Get the latest articles and downloads sent to your inbox in a monthly newsletter.

Get the latest articles and downloads sent to your inbox in a monthly newsletter.

Introducing your researchers to text mining: 5 first steps

By Rachel Martin, Elsevier | Nov 29, 2016

Text mining image

Text mining makes it possible for researchers to analyze vast data sources, extract answers and develop new concepts more quickly and efficiently than ever before. However, a recent survey by the Publishing Research Consortium found that awareness of text mining techniques is still relatively low. Three out of four respondents had not used these techniques, and two-thirds of that group had not heard of text mining before the survey.


Librarians play a key role in raising awareness of text mining’s potential and helping to facilitate its use. Here are five key pointers to help introduce your researchers to text mining, including videos and information on how to use Elsevier's APIs. 



Text mining can be a powerful technique to help in your next research project. 


There are millions of articles and book chapters out there, packed with information that might help answer your research questions. So what exactly is text mining and how can it help? Text mining uses computerized tools to automatically search, extract and analyze large amounts of text from source documents. Similarly, data mining employs equivalent techniques to analyze databases and statistics. Together they are known as TDM. 


1. Introduce your researchers to text mining basics with this two-minute video that includes a simplified example of a research question.



Text mining is more than just a search process. 


Text mining uses natural language processing (NLP), a form of machine learning, to help you detect connections and patterns at a volume and speed that would be impossible to achieve manually. This is the true potential of text mining — analyzing all potential resources to gain new insights into potential relationships. 


2. Explain how the text mining process works with the help of this short video.



Text mining is still experimental and requires specialized tools and some programming knowledge.


While its potential is very exciting, text mining is still at the early stages, particularly for scientific, technical and medical (STM) content. Typical text mining tools are designed for general internet content such as news items or social media posts. This type of content is very different from discipline-specific content, such as STM, which will have its own jargon, abbreviations and uniquely formatted references. As a researcher in a specific discipline, you will probably need customized tools.
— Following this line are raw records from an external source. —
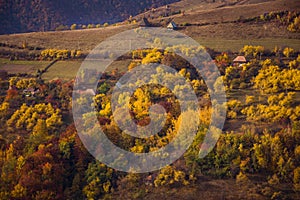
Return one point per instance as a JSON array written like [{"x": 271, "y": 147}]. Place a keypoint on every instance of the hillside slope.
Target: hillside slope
[
  {"x": 215, "y": 24},
  {"x": 27, "y": 15}
]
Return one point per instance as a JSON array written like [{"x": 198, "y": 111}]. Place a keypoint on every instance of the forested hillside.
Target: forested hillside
[{"x": 39, "y": 15}]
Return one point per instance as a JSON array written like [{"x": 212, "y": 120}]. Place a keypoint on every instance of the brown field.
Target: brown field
[{"x": 218, "y": 16}]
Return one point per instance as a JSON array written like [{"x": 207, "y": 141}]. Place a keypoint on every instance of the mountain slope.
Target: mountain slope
[{"x": 40, "y": 15}]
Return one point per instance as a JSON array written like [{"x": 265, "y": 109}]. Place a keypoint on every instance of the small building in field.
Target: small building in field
[
  {"x": 145, "y": 22},
  {"x": 172, "y": 26},
  {"x": 239, "y": 60},
  {"x": 3, "y": 75}
]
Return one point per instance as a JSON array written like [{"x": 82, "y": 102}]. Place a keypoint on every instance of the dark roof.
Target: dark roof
[{"x": 172, "y": 25}]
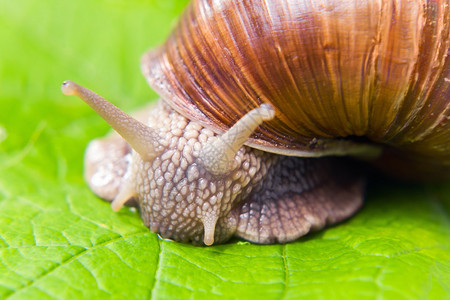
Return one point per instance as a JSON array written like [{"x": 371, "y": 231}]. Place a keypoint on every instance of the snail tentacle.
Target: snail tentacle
[
  {"x": 140, "y": 137},
  {"x": 218, "y": 155}
]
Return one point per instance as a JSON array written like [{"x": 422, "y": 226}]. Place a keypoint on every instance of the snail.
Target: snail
[{"x": 261, "y": 101}]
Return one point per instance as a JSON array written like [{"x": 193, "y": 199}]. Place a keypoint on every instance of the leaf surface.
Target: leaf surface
[{"x": 58, "y": 241}]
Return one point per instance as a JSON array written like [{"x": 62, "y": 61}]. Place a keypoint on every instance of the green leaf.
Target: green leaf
[{"x": 58, "y": 241}]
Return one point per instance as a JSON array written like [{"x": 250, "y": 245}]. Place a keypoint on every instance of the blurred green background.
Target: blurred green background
[{"x": 58, "y": 241}]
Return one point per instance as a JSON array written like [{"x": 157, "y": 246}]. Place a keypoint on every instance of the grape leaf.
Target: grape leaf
[{"x": 59, "y": 241}]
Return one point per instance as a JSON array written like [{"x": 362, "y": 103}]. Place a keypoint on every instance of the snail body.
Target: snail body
[{"x": 251, "y": 90}]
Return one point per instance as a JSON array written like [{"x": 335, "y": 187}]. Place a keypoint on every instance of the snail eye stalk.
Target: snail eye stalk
[{"x": 140, "y": 137}]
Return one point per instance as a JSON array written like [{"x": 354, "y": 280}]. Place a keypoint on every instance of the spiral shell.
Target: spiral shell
[{"x": 332, "y": 69}]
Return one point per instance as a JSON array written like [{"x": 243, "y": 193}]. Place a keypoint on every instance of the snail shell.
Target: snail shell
[
  {"x": 296, "y": 78},
  {"x": 333, "y": 70}
]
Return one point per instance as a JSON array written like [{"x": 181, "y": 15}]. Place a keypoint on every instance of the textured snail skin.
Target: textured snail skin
[
  {"x": 265, "y": 198},
  {"x": 326, "y": 73},
  {"x": 332, "y": 70}
]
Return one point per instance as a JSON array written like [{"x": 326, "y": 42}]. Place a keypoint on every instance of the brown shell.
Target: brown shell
[{"x": 332, "y": 69}]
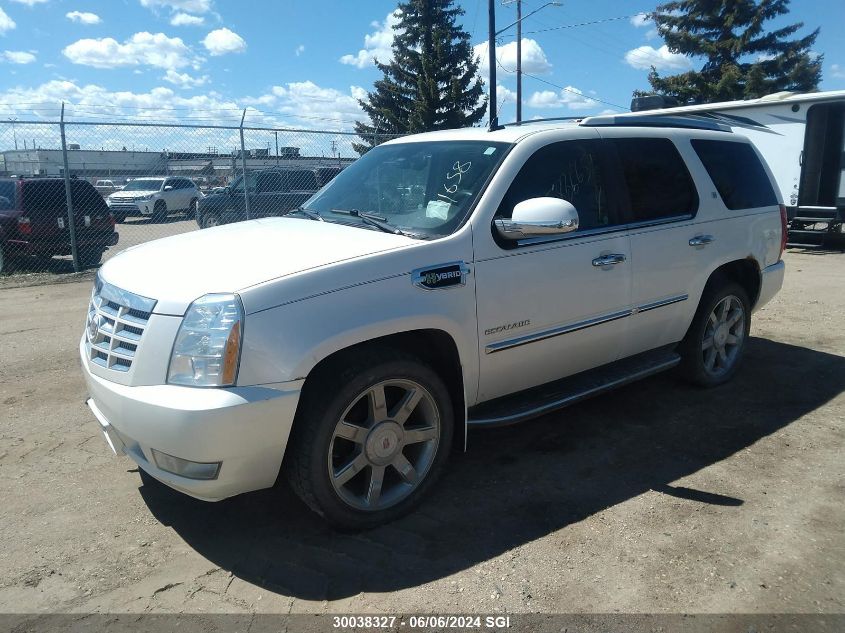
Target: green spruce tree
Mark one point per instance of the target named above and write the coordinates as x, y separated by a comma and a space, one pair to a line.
431, 83
742, 59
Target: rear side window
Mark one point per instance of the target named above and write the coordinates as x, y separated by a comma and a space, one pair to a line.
659, 185
737, 173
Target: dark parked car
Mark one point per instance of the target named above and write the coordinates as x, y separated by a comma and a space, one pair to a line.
271, 192
34, 221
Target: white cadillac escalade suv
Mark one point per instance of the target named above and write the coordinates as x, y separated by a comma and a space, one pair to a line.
444, 280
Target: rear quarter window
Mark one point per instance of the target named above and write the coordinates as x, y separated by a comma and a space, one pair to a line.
658, 182
735, 169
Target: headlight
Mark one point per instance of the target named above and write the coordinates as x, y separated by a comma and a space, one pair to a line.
208, 346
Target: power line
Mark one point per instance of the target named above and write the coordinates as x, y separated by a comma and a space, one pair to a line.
572, 26
575, 92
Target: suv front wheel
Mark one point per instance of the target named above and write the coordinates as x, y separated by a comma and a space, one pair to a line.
370, 439
715, 343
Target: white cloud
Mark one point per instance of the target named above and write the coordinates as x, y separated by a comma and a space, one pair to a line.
223, 41
83, 17
377, 45
142, 49
644, 57
18, 57
186, 19
6, 23
311, 105
569, 97
640, 20
190, 6
534, 59
184, 80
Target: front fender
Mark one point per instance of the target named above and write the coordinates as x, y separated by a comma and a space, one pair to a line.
286, 342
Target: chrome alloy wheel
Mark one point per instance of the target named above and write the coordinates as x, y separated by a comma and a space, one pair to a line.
724, 335
384, 444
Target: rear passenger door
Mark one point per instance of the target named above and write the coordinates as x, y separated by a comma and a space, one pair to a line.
660, 201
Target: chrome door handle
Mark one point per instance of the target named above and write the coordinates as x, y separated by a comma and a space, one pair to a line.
702, 240
609, 260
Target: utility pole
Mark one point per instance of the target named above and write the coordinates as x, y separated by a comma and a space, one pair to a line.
14, 133
518, 25
491, 60
518, 61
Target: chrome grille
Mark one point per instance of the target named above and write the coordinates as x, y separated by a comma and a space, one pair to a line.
115, 325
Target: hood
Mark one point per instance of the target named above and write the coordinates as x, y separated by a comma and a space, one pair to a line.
177, 270
133, 194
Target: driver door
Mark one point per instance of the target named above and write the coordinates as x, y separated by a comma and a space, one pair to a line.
554, 306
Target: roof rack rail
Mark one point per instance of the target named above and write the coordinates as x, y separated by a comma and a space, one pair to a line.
689, 121
546, 120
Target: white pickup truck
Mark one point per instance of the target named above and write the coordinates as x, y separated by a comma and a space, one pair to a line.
443, 281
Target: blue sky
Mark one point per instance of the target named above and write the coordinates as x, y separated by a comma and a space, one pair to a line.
304, 64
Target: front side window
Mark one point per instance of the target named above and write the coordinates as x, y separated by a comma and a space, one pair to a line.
570, 170
424, 188
659, 185
737, 173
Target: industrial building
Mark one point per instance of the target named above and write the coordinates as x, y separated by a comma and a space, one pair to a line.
122, 165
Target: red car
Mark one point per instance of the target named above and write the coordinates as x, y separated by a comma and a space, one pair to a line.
34, 220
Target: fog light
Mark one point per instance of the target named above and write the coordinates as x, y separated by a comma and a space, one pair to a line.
185, 467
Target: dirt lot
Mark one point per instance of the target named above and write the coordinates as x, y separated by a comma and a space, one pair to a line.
659, 498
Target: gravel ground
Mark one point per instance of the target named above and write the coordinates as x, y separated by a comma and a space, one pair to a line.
659, 498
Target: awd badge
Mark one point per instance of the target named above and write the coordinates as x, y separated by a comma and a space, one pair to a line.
449, 275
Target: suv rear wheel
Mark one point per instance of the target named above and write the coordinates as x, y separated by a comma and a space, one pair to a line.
714, 346
370, 440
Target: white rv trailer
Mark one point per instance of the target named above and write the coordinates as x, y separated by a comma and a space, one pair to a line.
802, 138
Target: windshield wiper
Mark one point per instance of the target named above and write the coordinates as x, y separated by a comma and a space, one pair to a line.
373, 220
308, 213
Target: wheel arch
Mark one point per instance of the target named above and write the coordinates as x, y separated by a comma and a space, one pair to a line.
435, 347
746, 272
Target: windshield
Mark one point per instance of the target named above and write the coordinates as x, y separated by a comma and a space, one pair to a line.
144, 184
423, 188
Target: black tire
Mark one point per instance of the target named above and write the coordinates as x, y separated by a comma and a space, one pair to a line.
209, 219
159, 211
694, 349
334, 392
90, 257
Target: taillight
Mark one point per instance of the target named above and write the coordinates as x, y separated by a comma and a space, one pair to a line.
784, 230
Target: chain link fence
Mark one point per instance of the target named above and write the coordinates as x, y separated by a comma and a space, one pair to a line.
73, 194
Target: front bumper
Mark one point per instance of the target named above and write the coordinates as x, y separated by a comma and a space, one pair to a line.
771, 281
244, 428
132, 208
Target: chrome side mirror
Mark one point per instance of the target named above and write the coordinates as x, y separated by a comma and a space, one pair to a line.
538, 217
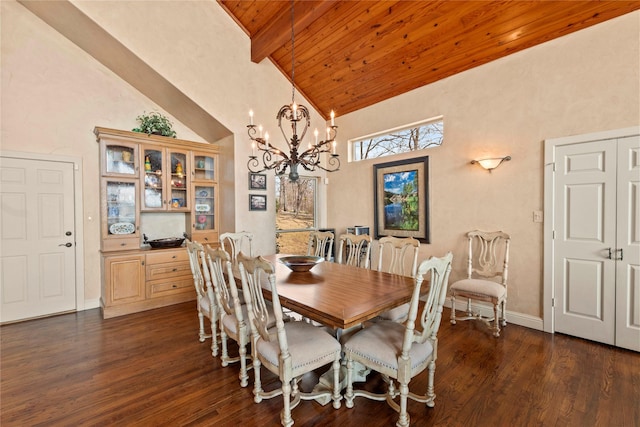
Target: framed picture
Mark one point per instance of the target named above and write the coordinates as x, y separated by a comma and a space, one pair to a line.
257, 202
257, 181
401, 199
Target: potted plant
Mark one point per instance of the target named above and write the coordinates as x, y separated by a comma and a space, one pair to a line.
155, 123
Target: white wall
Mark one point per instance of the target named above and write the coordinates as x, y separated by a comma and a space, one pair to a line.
54, 94
584, 82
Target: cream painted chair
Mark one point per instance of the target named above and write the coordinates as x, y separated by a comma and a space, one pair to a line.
233, 314
289, 350
321, 244
400, 352
487, 269
234, 243
205, 301
398, 255
354, 249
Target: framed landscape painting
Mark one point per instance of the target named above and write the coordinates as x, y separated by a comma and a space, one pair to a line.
401, 199
257, 202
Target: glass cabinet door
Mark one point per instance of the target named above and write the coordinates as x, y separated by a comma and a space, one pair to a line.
120, 159
204, 167
153, 179
121, 209
179, 180
204, 207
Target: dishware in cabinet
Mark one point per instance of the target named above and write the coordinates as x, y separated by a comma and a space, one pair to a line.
203, 218
119, 158
120, 214
204, 167
166, 179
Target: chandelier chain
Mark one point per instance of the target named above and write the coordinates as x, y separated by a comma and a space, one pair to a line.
293, 57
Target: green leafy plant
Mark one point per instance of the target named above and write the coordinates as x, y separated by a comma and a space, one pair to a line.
156, 124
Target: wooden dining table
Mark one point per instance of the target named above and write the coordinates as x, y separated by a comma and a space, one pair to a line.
338, 295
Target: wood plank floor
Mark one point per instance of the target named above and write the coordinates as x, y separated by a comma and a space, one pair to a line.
149, 369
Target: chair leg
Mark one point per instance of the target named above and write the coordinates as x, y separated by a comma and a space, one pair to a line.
453, 310
201, 335
431, 395
244, 377
349, 394
496, 320
336, 384
504, 313
225, 351
285, 416
257, 384
403, 421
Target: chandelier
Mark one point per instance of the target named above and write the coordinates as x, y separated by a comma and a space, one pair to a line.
297, 118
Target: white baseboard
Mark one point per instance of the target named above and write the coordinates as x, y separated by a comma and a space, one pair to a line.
519, 319
91, 303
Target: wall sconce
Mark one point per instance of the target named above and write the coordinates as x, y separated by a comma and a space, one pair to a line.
491, 163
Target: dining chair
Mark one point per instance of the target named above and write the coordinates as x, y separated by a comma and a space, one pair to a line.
398, 255
233, 314
321, 244
354, 249
205, 301
399, 351
288, 350
234, 243
487, 262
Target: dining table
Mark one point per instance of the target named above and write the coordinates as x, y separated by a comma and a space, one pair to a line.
336, 295
339, 296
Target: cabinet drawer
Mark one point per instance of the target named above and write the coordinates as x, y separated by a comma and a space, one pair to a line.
164, 288
109, 245
170, 270
166, 256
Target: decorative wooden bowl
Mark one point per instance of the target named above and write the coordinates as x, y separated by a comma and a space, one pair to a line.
301, 263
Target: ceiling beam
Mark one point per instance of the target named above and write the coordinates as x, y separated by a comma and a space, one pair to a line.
278, 32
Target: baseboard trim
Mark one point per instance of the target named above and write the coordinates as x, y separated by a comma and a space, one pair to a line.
91, 304
513, 317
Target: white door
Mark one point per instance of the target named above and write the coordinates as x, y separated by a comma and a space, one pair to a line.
628, 245
584, 224
37, 227
597, 240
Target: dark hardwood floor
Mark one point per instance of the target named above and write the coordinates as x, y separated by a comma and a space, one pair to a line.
149, 369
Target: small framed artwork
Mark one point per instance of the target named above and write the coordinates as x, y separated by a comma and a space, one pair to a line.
401, 199
257, 181
257, 202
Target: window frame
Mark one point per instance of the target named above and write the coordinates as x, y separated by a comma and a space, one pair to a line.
352, 143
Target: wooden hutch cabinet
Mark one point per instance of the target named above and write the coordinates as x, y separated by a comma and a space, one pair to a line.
141, 174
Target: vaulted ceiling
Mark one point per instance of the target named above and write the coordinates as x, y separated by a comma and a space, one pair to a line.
352, 54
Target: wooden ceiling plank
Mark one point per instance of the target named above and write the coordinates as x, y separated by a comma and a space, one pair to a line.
357, 53
435, 58
278, 31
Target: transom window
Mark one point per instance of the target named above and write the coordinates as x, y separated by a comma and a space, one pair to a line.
417, 136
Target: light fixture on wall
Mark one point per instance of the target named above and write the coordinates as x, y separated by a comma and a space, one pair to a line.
308, 157
491, 163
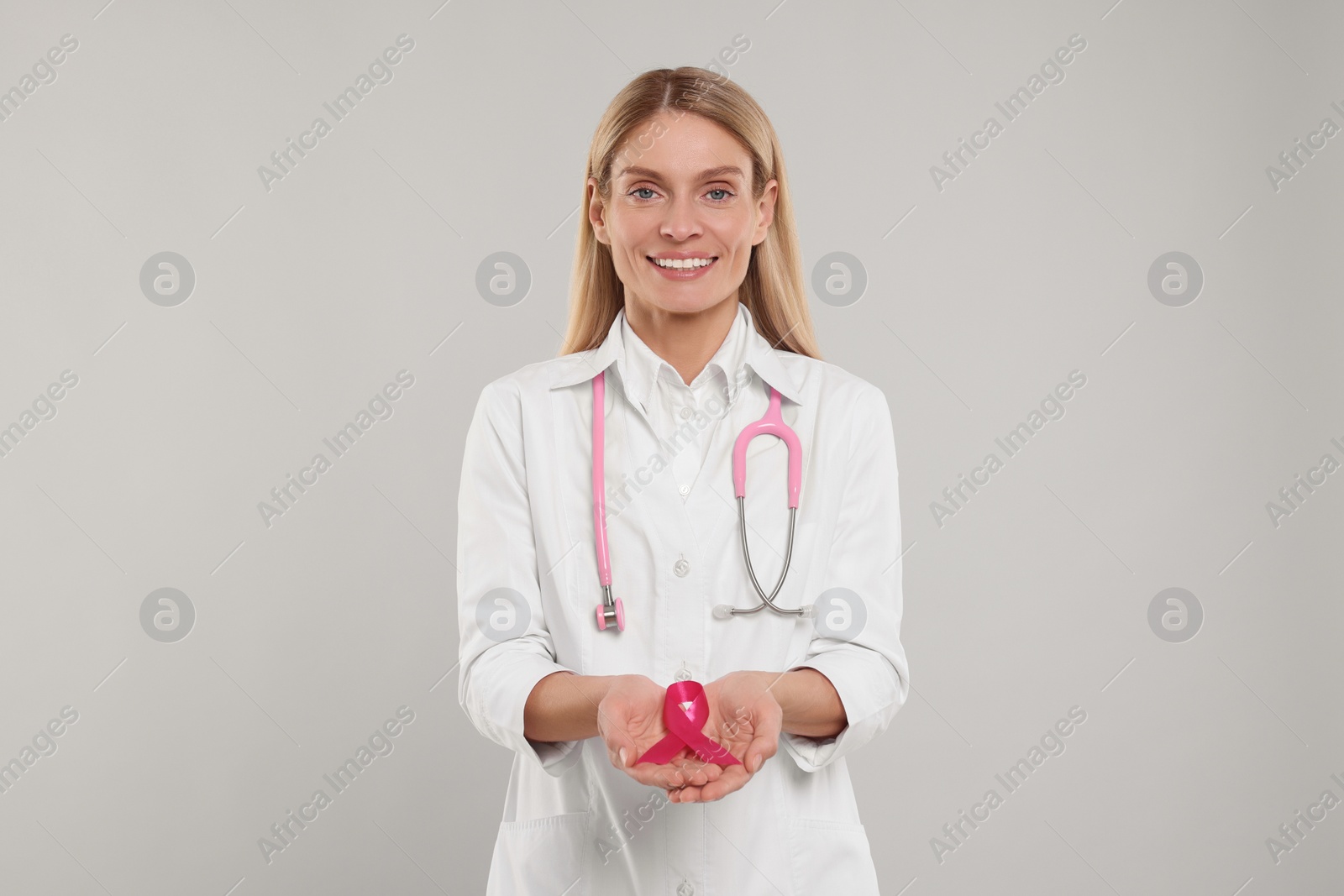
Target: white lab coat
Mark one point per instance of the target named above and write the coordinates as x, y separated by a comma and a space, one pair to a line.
528, 586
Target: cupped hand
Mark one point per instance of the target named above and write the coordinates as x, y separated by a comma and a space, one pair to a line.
629, 718
746, 720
There are three main options for text mining tools, requiring varying levels of knowledge in programming, statistics and linguistics:


  • Off-the-shelf: If you have basic technological skills, a ready-made TDM workbench provides building blocks to put together a customized tool.
  • Build your own: With more advanced programming skills, you can create your own tools.
  • Outsource to a specialist provider: Accurate text mining, in particular, requires NLP expertise. 


3. Review specific tools available for TDM via your library or open source providers.



Text mining requires bulk downloads of vast amounts of articles and book chapters.


TDM tools run against a working set of data and/or content known as a “corpus.” To assemble a corpus, you need to bulk download (i.e., make a copy of) the material that you wish to mine, often from publisher platforms. Application programming interfaces (APIs) are a standard way for a computer to access and interact with the content. For text mining, APIs make it much easier to download the volume of content that you will typically want to mine and to do so in a programmatic language. Best of all, APIs will typically return results faster, reducing the overall time needed to bulk download content. 


4. Demonstrate how to create an account and obtain an API key (see Elsevier API Key video).



Access scholarly content for text mining purposes right now!


To mine across publisher platforms, use the free Crossref TDM service and Crossref Metadata API to access the full text of content identified by Crossref DOIs across more than 4,000 participating publishers.


Elsevier supports researchers who want to mine text for non-commercial purposes. All its journals and book chapters are converted into XML, a machine readable format, and available through an API. 


5. Visit the Elsevier Developers portal and help researchers register for an account and API key.